What Is Farro and How Should You Eat It for Breakfast?
I consulted an expert from Bob’s Red Mill.
I spend a lot of time thinking about farro. The chewy, nutty grain is technically an ancient variety of wheat, but it doesn’t resemble pasta in the slightest. In fact, it’s one of those grains that lasts for days in the fridge—I like to make a big pot to keep for moments when I need to eat right this minute. Like many grains, farro is incredibly versatile—it can slant sweet or savory, and it’s nutrient-dense, making it an excellent breakfast option.
“Farro doesn’t get oversaturated and mushy as easily as some other grains, and really holds up well when cooked,” says Sarah House, Food Innovation Chef at Bob’s Red Mill. “It is a little higher in protein than rice and has a little more ‘chew’ than oats or quinoa.” House also explained that farro has even more fiber than oats or quinoa, and it’s also a good source of iron, “which is great first thing in the morning.”
So, how should one go about preparing this grain? House recommends rinsing and draining 1 cup of farro, then placing it in a pot with 3 cups of water and a pinch of salt. Bring the mixture to a boil, then let it simmer for 30 minutes at medium-low heat before draining again. Farro can also be cooked like pasta, and simply boiled in salted water until tender and then drained, which takes about 20 minutes.

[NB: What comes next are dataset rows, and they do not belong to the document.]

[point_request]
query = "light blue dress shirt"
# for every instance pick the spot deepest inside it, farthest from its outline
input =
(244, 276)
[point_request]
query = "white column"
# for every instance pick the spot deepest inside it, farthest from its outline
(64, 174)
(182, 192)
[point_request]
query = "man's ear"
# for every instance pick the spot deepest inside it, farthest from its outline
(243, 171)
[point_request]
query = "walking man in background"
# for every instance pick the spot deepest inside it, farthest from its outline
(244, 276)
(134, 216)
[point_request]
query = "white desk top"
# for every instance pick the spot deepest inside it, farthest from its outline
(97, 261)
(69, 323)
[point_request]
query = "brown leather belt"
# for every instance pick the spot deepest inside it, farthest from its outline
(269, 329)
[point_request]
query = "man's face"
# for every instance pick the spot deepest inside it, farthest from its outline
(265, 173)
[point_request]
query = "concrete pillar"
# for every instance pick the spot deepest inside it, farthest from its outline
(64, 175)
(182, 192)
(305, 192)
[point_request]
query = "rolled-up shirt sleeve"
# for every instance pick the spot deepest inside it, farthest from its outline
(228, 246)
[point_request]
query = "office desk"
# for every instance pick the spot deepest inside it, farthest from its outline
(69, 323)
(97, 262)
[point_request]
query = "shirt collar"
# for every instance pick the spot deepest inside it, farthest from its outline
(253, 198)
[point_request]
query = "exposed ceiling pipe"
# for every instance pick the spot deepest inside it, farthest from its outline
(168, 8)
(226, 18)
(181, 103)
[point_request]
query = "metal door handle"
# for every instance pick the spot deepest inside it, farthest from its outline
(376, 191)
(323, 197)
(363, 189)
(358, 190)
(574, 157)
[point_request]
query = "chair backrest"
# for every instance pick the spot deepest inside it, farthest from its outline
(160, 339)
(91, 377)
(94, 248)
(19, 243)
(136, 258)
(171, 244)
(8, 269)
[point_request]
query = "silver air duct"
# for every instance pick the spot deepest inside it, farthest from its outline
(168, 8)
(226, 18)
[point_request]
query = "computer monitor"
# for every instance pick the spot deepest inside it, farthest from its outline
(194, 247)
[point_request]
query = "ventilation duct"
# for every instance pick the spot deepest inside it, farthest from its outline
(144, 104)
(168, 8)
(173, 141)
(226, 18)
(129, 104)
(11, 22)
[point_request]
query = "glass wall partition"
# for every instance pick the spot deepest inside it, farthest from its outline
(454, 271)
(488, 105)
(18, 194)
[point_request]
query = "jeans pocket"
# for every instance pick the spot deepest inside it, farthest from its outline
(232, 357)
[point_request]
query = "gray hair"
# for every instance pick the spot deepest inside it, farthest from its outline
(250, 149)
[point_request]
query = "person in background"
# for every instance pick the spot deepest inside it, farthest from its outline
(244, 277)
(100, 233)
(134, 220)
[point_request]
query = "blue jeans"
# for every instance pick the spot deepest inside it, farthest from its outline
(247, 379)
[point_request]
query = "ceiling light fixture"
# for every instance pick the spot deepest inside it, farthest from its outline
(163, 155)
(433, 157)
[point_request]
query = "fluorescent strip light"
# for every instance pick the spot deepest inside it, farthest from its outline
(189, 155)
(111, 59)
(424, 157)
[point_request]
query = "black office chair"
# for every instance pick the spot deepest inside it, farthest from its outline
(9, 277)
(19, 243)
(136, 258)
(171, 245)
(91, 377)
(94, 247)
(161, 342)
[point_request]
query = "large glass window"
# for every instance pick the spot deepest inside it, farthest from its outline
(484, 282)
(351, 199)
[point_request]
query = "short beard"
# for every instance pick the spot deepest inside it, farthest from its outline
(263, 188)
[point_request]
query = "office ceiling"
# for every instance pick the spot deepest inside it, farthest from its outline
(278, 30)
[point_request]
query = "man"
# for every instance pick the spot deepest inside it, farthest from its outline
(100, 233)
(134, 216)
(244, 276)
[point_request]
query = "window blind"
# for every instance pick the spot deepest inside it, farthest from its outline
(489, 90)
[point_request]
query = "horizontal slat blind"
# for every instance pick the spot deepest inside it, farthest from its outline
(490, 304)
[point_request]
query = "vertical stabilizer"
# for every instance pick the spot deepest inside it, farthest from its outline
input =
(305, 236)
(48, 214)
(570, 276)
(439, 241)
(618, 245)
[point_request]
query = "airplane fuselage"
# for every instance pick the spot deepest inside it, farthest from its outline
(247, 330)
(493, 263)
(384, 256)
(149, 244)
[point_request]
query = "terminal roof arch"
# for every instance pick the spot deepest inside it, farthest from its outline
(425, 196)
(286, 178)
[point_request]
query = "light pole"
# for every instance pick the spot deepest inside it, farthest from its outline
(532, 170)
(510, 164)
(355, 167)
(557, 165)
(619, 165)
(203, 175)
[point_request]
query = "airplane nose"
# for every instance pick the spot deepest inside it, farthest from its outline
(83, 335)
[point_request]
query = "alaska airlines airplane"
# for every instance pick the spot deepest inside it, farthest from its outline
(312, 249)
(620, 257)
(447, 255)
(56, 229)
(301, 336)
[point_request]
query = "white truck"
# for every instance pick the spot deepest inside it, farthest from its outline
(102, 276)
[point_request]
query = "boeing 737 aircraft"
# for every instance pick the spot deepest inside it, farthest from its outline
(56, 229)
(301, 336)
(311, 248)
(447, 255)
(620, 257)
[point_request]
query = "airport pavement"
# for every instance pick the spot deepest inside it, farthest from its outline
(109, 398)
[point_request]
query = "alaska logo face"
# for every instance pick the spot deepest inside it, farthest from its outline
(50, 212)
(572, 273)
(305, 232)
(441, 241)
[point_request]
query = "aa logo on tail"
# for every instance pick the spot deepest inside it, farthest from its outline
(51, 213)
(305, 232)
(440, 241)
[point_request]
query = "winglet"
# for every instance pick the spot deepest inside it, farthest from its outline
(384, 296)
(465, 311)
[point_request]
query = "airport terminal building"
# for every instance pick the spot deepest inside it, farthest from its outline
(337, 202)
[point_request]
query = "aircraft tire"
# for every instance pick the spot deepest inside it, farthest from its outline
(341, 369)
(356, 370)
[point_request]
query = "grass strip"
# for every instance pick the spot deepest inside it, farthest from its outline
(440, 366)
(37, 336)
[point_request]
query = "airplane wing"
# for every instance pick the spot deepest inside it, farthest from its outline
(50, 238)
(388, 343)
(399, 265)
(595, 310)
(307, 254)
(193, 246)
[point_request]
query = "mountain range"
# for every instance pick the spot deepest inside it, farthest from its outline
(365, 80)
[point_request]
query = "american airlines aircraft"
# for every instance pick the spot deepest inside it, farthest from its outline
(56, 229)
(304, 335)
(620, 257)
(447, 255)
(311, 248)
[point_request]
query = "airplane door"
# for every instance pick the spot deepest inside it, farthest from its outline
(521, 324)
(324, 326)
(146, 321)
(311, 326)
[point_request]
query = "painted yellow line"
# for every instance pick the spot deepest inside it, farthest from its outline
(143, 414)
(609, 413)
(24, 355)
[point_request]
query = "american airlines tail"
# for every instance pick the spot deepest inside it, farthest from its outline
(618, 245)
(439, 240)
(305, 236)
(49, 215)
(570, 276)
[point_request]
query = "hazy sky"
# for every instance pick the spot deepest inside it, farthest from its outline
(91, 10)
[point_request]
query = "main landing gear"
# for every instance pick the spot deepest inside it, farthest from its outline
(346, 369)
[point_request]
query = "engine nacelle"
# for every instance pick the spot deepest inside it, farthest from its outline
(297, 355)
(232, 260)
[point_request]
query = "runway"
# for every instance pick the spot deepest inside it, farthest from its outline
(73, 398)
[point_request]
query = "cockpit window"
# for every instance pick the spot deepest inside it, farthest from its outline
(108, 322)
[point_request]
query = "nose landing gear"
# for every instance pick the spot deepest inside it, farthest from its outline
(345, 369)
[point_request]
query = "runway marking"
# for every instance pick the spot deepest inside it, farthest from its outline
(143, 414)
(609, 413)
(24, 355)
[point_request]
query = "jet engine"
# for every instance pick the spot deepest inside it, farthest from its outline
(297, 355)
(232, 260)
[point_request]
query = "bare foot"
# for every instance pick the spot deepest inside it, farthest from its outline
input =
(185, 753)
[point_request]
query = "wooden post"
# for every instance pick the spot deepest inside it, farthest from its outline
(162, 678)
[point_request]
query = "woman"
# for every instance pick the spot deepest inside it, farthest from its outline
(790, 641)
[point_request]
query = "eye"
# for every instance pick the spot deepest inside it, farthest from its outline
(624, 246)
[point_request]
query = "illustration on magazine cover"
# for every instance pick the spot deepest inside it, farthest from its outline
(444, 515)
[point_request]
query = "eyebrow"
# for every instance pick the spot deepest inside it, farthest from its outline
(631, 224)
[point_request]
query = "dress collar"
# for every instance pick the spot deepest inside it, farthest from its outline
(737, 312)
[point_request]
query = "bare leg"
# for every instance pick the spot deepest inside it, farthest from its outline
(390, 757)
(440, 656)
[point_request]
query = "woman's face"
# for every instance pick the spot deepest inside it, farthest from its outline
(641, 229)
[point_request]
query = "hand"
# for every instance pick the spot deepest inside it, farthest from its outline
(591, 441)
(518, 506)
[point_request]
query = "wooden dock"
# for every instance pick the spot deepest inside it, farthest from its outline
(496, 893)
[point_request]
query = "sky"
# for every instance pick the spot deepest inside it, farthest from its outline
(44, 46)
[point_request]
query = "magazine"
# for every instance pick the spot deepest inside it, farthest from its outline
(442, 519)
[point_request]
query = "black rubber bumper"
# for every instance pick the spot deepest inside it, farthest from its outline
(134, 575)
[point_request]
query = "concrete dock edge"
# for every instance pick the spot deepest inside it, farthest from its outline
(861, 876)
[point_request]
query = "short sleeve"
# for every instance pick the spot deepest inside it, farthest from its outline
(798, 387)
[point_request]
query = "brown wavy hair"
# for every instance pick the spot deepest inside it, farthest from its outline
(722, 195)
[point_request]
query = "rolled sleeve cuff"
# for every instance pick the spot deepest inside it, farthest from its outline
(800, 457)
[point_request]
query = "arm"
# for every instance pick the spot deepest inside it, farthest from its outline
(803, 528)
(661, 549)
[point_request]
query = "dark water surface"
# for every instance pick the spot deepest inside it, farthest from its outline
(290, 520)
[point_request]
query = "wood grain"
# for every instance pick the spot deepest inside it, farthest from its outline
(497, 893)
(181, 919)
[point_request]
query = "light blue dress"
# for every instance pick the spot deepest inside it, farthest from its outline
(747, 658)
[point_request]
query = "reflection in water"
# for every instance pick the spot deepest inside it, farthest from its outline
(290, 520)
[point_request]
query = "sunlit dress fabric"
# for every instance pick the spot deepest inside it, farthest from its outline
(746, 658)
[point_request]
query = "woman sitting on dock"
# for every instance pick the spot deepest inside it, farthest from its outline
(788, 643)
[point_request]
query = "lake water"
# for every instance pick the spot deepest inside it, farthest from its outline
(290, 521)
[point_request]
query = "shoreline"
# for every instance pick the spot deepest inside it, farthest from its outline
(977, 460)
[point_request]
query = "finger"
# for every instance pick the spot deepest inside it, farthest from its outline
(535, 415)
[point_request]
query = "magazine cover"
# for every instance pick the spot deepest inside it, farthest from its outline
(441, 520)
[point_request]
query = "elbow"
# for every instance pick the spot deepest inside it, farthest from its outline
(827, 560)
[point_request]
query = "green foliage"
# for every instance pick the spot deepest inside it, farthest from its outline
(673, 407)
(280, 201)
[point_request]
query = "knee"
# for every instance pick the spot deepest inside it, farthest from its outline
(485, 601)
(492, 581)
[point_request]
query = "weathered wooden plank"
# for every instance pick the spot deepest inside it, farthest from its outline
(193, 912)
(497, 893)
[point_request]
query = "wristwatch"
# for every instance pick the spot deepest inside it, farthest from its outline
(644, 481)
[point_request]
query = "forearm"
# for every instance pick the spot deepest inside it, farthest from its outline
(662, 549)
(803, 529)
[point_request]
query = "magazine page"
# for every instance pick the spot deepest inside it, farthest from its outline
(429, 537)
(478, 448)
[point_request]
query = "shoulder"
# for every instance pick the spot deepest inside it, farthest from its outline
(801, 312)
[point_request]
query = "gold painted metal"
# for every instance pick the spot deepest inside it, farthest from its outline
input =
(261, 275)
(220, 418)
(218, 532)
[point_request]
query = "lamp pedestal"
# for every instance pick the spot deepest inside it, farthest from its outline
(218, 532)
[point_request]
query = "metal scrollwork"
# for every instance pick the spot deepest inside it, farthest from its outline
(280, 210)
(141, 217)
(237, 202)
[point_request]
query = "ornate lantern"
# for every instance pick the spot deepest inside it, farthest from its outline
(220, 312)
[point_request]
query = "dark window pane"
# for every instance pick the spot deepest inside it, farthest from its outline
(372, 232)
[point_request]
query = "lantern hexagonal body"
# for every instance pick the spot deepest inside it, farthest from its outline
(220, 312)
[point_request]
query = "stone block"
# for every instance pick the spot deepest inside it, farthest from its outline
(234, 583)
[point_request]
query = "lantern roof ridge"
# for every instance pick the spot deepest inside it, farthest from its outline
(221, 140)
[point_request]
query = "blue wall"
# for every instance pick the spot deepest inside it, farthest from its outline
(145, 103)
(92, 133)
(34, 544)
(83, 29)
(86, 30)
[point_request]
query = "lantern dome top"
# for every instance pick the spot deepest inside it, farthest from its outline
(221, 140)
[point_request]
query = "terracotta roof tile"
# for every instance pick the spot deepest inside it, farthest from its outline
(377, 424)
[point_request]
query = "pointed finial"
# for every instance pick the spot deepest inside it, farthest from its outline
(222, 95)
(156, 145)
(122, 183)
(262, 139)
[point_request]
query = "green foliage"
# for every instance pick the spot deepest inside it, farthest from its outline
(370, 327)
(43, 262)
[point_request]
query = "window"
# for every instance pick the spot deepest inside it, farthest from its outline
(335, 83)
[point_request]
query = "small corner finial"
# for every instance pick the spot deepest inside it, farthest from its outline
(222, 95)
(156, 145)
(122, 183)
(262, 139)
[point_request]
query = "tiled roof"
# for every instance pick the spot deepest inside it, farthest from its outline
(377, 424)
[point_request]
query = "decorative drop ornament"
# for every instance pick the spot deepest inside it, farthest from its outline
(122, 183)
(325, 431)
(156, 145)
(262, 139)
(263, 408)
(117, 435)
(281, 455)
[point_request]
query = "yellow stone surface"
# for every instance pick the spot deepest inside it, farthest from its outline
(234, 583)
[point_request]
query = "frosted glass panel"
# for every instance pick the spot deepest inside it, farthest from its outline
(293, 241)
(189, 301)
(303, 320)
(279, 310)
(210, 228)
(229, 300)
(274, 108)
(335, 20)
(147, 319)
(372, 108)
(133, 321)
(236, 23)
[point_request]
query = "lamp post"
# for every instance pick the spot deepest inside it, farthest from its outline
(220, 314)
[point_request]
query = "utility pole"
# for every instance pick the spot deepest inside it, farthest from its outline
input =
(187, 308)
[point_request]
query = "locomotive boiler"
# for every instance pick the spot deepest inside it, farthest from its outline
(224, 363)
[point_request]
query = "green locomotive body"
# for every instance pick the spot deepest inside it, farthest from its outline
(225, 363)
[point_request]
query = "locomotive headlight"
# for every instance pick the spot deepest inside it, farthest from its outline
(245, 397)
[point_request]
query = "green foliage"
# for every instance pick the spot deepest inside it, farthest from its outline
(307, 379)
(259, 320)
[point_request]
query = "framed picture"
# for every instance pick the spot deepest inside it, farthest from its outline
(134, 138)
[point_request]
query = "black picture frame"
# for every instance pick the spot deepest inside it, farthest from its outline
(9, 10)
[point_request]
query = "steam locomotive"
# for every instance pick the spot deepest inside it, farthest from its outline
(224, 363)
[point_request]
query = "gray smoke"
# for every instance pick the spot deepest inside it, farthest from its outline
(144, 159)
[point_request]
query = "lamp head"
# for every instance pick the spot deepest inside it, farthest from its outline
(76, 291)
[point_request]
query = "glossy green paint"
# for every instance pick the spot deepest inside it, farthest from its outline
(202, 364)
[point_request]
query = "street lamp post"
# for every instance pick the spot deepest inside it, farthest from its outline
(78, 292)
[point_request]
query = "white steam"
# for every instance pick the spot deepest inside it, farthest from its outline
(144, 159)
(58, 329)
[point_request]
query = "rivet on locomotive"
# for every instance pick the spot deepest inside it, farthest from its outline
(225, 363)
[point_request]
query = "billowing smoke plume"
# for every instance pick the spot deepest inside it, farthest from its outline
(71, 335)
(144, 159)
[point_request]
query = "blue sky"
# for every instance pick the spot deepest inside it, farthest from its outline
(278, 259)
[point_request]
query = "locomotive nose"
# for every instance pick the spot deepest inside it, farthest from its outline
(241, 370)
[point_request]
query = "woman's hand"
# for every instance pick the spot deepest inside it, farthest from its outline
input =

After it’s cooked, the possibilities are endless. “Farro would really shine in a breakfast bowl,” House says. “We love to layer cooked farro with a mixture of spicy sausage like chorizo, greens like kale or Swiss chard, sautéed or caramelized onions, and feta or goat cheese. Add a soft boiled egg on top and it’s basically the perfect breakfast.” The grain also works well with a sweet treatment. House recommends topping it with a bit of brown sugar and butter, or Greek yogurt and chopped fruit with toasted nuts or seeds on top. “[It has a] full, rich, nutty flavor that works with a lot of different ingredients without being overpowering.”
Unlike many breakfast grains and seeds like quinoa, buckwheat, and some oats and rice, House pointed out that farro is not gluten-free. However, if you have no problem digesting gluten, this nutty powerhouse is the grain for you. Now, if you’ll excuse me, I’m off to put a poached egg on some farro salad leftovers.